Metabolic dysfunction of gut microbiota could raise serum urate levels

New research has raised the possibility that an imbalance in gut microbiota could modulate serum urate levels in humans.

The study, led by researchers in China and published in Arthritis & Rheumatology, was first to investigate the association between the gut microbial community and hyperuricemia, and thus its potential relationship with the development of gout and other metabolic diseases.

The team looked at data from 1, 392 participants in a rural, community-based observational study, the

Xiangya Osteoarthritis Study (the discovery cohort), analysed gut microbiota using rRNA sequencing from stool samples, and examined the relation of microbiota dysbiosis and predicted functional pathways to hyperuricemia and serum urate levels.

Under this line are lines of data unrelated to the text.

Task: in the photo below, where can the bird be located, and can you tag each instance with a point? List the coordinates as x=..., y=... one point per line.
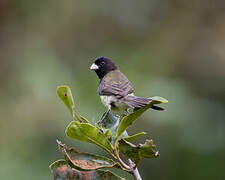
x=115, y=90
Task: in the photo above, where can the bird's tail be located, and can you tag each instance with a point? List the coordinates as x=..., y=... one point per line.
x=138, y=102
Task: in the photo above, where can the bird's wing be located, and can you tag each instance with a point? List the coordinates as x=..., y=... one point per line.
x=115, y=83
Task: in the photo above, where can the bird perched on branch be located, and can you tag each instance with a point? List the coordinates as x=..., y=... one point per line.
x=115, y=90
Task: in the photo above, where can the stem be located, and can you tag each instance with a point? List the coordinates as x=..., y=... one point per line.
x=120, y=161
x=134, y=170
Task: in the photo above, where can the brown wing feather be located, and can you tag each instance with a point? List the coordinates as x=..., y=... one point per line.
x=115, y=83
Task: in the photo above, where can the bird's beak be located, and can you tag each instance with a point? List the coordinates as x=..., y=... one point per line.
x=94, y=67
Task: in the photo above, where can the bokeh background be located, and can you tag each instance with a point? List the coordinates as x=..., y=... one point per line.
x=174, y=49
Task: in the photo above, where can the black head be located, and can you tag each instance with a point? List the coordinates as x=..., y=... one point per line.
x=102, y=66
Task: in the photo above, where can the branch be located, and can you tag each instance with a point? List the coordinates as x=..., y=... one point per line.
x=134, y=170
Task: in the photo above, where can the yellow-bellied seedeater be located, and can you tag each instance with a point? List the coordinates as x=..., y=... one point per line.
x=115, y=90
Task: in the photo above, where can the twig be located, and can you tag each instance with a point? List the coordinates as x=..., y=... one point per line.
x=121, y=161
x=134, y=170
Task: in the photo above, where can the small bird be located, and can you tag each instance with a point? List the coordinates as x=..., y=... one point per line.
x=115, y=90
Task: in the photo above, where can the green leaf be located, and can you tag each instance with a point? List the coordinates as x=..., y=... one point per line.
x=133, y=137
x=126, y=121
x=87, y=133
x=86, y=161
x=112, y=123
x=66, y=96
x=146, y=150
x=158, y=100
x=61, y=170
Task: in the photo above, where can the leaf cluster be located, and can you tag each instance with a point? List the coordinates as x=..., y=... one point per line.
x=112, y=138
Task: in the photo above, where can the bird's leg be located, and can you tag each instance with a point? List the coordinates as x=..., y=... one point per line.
x=104, y=118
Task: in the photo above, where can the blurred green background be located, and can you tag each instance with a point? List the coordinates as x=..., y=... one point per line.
x=174, y=49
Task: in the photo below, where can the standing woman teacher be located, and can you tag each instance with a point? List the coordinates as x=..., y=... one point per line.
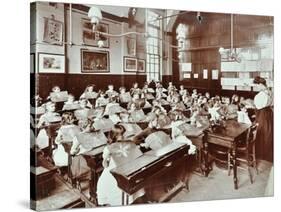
x=264, y=117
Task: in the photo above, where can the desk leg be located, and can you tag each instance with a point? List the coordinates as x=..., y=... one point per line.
x=93, y=186
x=123, y=198
x=234, y=161
x=205, y=163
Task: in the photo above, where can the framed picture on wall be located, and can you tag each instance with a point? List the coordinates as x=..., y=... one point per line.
x=53, y=31
x=91, y=38
x=51, y=63
x=141, y=65
x=94, y=61
x=130, y=64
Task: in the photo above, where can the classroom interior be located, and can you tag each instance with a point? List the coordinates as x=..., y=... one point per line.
x=144, y=105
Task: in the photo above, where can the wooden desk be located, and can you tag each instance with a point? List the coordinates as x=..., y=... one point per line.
x=94, y=161
x=155, y=171
x=226, y=137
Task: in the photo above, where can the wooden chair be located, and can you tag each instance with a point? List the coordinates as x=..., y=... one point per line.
x=246, y=152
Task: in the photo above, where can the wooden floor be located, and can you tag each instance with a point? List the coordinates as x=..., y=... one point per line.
x=218, y=185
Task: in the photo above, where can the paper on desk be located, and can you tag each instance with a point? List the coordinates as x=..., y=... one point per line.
x=157, y=140
x=61, y=96
x=91, y=140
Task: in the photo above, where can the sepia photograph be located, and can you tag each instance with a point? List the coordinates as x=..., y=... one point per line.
x=145, y=106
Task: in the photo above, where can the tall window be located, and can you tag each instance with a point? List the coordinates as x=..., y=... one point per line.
x=154, y=46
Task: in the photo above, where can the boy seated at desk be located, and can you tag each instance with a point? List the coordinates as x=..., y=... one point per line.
x=65, y=134
x=56, y=90
x=187, y=100
x=124, y=96
x=136, y=114
x=82, y=113
x=135, y=89
x=160, y=91
x=111, y=92
x=50, y=116
x=89, y=93
x=182, y=91
x=101, y=101
x=178, y=135
x=243, y=116
x=153, y=126
x=194, y=94
x=172, y=97
x=71, y=104
x=171, y=87
x=116, y=153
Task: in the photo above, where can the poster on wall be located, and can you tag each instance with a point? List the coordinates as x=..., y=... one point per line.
x=53, y=31
x=186, y=67
x=131, y=46
x=141, y=65
x=130, y=64
x=186, y=76
x=91, y=38
x=51, y=63
x=205, y=74
x=215, y=74
x=94, y=61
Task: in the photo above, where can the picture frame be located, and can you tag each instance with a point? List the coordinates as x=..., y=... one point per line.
x=51, y=63
x=141, y=66
x=130, y=64
x=93, y=61
x=91, y=38
x=53, y=31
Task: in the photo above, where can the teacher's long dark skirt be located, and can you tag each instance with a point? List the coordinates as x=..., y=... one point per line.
x=264, y=142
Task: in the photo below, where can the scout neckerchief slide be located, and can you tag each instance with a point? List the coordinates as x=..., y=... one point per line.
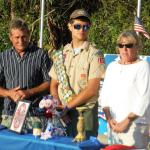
x=58, y=62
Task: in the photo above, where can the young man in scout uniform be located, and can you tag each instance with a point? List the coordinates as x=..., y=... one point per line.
x=83, y=69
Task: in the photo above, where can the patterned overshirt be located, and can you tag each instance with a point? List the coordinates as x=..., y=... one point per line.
x=27, y=72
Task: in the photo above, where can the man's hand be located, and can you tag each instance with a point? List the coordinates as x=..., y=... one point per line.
x=13, y=94
x=23, y=94
x=122, y=126
x=112, y=123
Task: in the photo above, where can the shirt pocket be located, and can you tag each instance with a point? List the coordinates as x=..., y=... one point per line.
x=83, y=76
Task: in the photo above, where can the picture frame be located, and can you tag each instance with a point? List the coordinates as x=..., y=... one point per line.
x=19, y=116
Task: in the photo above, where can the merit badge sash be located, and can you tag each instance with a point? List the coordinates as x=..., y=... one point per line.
x=58, y=62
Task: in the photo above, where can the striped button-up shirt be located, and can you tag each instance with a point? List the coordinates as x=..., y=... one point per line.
x=26, y=72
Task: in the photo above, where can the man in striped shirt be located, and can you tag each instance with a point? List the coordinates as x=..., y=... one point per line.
x=24, y=69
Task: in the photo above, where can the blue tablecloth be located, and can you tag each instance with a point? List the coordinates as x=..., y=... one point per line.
x=14, y=141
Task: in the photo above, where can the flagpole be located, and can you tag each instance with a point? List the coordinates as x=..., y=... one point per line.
x=139, y=8
x=41, y=23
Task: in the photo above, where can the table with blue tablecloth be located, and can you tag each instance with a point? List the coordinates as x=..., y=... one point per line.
x=13, y=141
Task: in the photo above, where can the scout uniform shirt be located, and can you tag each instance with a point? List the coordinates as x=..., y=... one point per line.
x=80, y=68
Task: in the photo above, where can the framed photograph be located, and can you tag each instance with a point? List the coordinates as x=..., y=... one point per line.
x=20, y=115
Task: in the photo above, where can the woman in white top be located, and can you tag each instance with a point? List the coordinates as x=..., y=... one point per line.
x=125, y=94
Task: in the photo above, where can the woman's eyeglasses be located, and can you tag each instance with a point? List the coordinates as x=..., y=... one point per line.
x=79, y=26
x=125, y=45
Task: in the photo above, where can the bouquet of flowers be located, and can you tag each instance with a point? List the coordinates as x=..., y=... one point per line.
x=54, y=125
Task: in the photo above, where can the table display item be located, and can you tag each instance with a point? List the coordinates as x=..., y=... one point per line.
x=37, y=129
x=80, y=125
x=19, y=115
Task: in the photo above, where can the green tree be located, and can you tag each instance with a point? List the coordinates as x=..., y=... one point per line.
x=109, y=18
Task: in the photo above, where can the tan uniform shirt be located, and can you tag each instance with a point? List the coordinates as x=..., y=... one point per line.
x=81, y=67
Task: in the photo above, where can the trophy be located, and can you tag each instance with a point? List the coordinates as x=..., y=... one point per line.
x=80, y=125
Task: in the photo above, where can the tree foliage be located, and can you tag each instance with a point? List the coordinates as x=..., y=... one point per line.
x=109, y=18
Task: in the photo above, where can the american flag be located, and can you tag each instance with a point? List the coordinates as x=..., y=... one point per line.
x=138, y=27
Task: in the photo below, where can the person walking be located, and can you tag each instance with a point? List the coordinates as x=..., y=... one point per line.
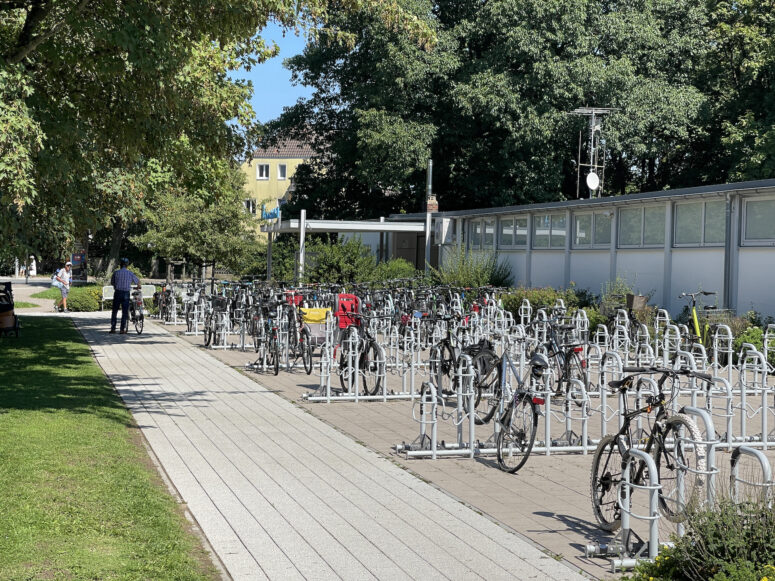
x=122, y=281
x=62, y=280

They then verified predicted associations in 240 participants with hyperuricemia and 240 age-sex matched controls without hyperuricemia, selected from the Step Study (the validation cohort), a longitudinal study involving people living in an urban area.

The results showed that people with hyperuricemia have “decreased richness and diversity, altered overall composition of gut microbiota, low relative abundance of genus Coprococcus, as well as altered KEGG pathways related to the amino acid and nucleotide metabolisms compared with those with normouricemia,” the authors noted.

They also said similar associations were seen between microbiota dysbiosis and serum urate levels, and that the findings were replicated in an independent urban validation cohort.

“Taken together, these findings suggest that metabolic dysfunction of gut microbiota may affect SU levels through its effect on levels of the host metabolites,” the researchers concluded.


Tobacco sales ban is next step for smoke-free Australia

The government must set an ‘end date’ to phase out retail sales of tobacco altogether if it is to meet its goal of reducing smoking to below 5% by 2030, public health advocates say.

Writing in the MJA, Associate Professor Coral Gartner of the University of Queensland says the continuing availability of tobacco from retail outlets normalises smoking as a behaviour for young people and the only realistic action plan to reduce consumption is to reduce the number of retail outlets.

The authors say industry self‐regulation and other voluntary approaches will not reduce tobacco retailing, and there is a need to adopt approaches such as a restricting sales to a limited number of licensed dealers or putting tobacco on prescription.

Setting an end date for tobacco sales will also focus efforts on smoking cessation and force the government to plan for an end to tobacco tax revenue, they write.